Mr Al Naimi was the chief executive of Aramco in the 1980s when Opec pegged prices and had official country quotas. He witnessed how producers would agree to limit output, then blithely ignore any quota on the assumption that Saudi Arabia would defend the price by acting as the “swing producer”. He would also well remember how the supply disruptions brought on by the Iranian revolution and the Iran-Iraq war at the start of the decade multiplied oil prices to levels that accelerated development of North Sea offshore oilfields and non-Opec production all over the world.

Through the first half of that decade, Saudi Arabia “defended” the official Opec price, first at $34 per barrel and then at $32 per barrel, by reducing its exports as non-Opec production boomed and many cheating Opec members ignored their quotas to maximise revenue at the high prices.
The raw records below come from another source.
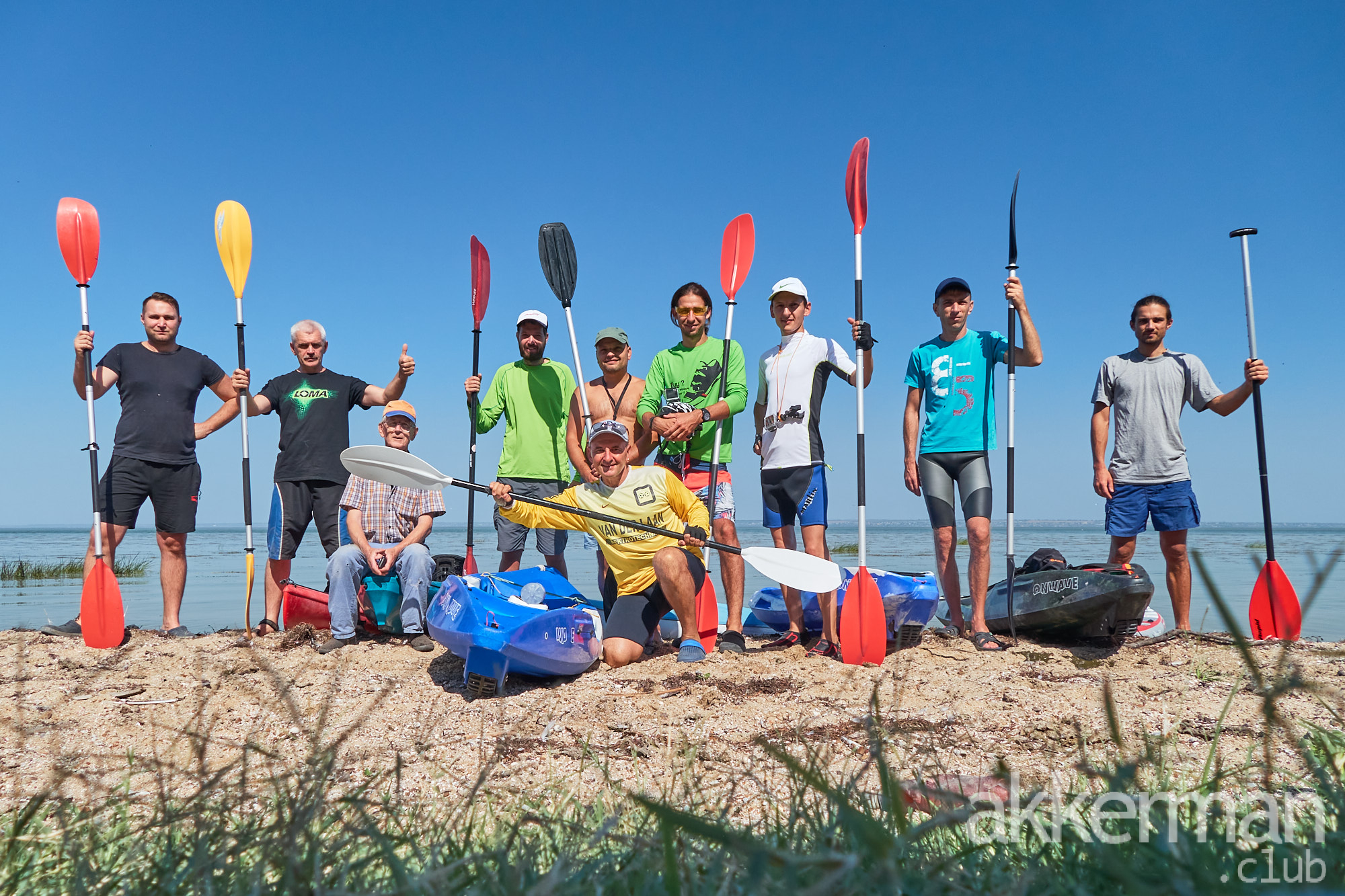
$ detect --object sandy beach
[0,621,1345,809]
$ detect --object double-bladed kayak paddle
[1005,171,1022,641]
[463,237,491,573]
[1228,227,1303,641]
[56,196,126,647]
[215,199,257,639]
[837,137,888,666]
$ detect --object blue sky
[0,3,1345,525]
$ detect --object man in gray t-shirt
[1092,296,1270,630]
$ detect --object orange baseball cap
[383,398,416,422]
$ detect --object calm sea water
[0,521,1345,641]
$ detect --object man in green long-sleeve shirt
[636,282,748,654]
[464,311,574,576]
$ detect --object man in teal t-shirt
[464,311,574,576]
[635,282,748,654]
[904,277,1041,650]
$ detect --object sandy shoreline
[0,631,1345,809]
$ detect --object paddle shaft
[1005,263,1018,641]
[467,328,482,557]
[854,233,869,567]
[561,301,593,442]
[1233,230,1275,563]
[710,293,738,516]
[234,305,253,551]
[463,477,742,555]
[79,282,102,560]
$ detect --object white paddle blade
[742,548,841,595]
[340,445,453,490]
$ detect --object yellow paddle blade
[215,199,252,298]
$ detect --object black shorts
[266,479,348,560]
[98,455,200,533]
[603,548,705,645]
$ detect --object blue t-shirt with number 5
[907,329,1009,455]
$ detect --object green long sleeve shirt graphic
[476,359,574,482]
[635,337,748,464]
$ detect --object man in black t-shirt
[233,320,416,635]
[42,292,238,638]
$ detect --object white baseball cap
[768,277,808,301]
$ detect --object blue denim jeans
[327,545,434,639]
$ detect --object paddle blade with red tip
[472,237,491,327]
[720,215,756,298]
[845,137,869,234]
[837,567,888,666]
[1247,560,1303,641]
[79,557,126,649]
[695,575,720,654]
[56,196,100,282]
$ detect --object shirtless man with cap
[565,327,655,592]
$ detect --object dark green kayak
[937,564,1154,639]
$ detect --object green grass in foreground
[0,555,149,585]
[0,553,1345,896]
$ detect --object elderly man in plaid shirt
[317,401,444,654]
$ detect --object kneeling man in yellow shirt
[491,419,710,669]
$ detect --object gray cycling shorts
[919,451,993,529]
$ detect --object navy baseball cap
[589,419,631,444]
[933,277,971,300]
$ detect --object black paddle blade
[537,223,580,308]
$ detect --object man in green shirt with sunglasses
[636,282,748,654]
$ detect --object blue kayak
[751,567,939,643]
[425,571,603,697]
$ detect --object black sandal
[971,631,1009,653]
[761,631,803,650]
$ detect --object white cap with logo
[771,277,808,298]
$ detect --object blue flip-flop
[677,638,705,663]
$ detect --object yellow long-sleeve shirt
[500,464,710,595]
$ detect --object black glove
[854,320,878,351]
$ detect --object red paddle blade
[472,237,491,324]
[56,196,100,284]
[695,575,720,654]
[706,215,756,298]
[1247,560,1303,641]
[845,137,869,234]
[837,567,888,666]
[79,560,126,649]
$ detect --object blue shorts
[1107,479,1200,538]
[761,464,827,529]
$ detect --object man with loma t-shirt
[1092,296,1270,630]
[904,277,1041,650]
[42,292,238,638]
[233,320,416,635]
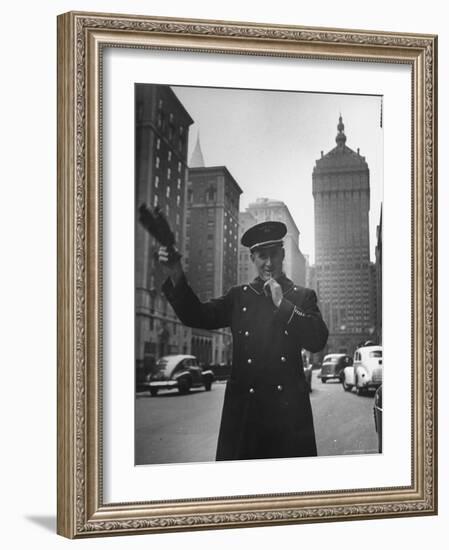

In the course of all this, Saudi net exports shrank from 9.5 million bpd in 1980 to less than 1 million bpd at one point in 1985.

Mr Al Naimi would also recall all the failed emergency Opec meetings called in 1986 during the price war initiated when Saudi Arabia introduced “netback” contracts, which guaranteed refiners a margin on crude purchases. In fact, he had a major role in coming up with the netback formula, which quickly restored Saudi volumes.

The Saudi minister also could not have forgotten that the August 1986 accord was struck with oil prices in single digits only when a deal between Iran and Saudi Arabia led Opec to return to observing production promises. King Salman, too, must remember how it was necessary to hold producers’ feet to the fire for nine months to get the unanimous 1986 agreement, because oil and Saudi Aramco have always been his bailiwick within the Saudi sphere of influence.

Fast forward 30 years and you still have the two Saudi veterans of the 1986 price war, but a whole new cast of ministerial characters from the rest of the producing world who insist “it’s all so simple: you just freeze production levels to restore a fair price for our valuable exhaustible resource”. Of course, they add, “Iran needs to be exempted to restore its pre-sanctions exports”, and individually they make a mental note that their own situation is secretly exceptional.

The policymakers of the kingdom will have sensed this attitude in the way that self-assessed production figures appear to have been inflated ahead of an anticipated freeze.

The Opec Secretariat publishes two sets of output figures in its Monthly Oil Market Report, one based on filings by members and another from “secondary sources”, because members’ misinformation has always been a problem. Everyone knew that any freeze would be based on the January high-water mark in Opec production, about 32 million bpd, according to a variety of reliable sources. Is it then any surprise that the self-reported figures came in at just over 34 million bpd?

Iraq claimed 4.8 million bpd when secondary sources said 4.4; and recent official export claims add up to 4.3 million bpd, while this writer’s Iraqi sources says the figure is 3.8 max, but ask for anonymity.

Iran, likewise, prepared for the freeze in citing about 3.4 million bpd in January and last month when in fact it started the year at 2.9 million bpd.

Even Venezuela, whose minister was a prime organiser of the Doha meetup, inflated its January production by 300,000 bpd to create wiggle room. Russia, a major force behind the freeze, has been ramping up its output and threatening more while blaming Riyadh for the plunge in oil prices immediately after Doha.

Mr Al Naimi was painted into a corner when all the other producers ganged up on him in Doha. The others claim he was overruled by Prince Mohammed, but more plausibly he was simply pursuing the “no exceptions” line, which both he and the higher Saudi authorities have consistently taken.

Better to cook things a little better ahead of the regular Opec meeting in Vienna on June 2, killing off more US shale and other high-cost non-Opec producers in the process. And, the Saudi veteran might quietly observe, $45 on Brent is probably just about right for restoring the centre of gravity of the oil world to Opec, particularly the Gulf region.

Jim Crawford is the managing director at Sharjah-based Inter Emirates General Trading Company.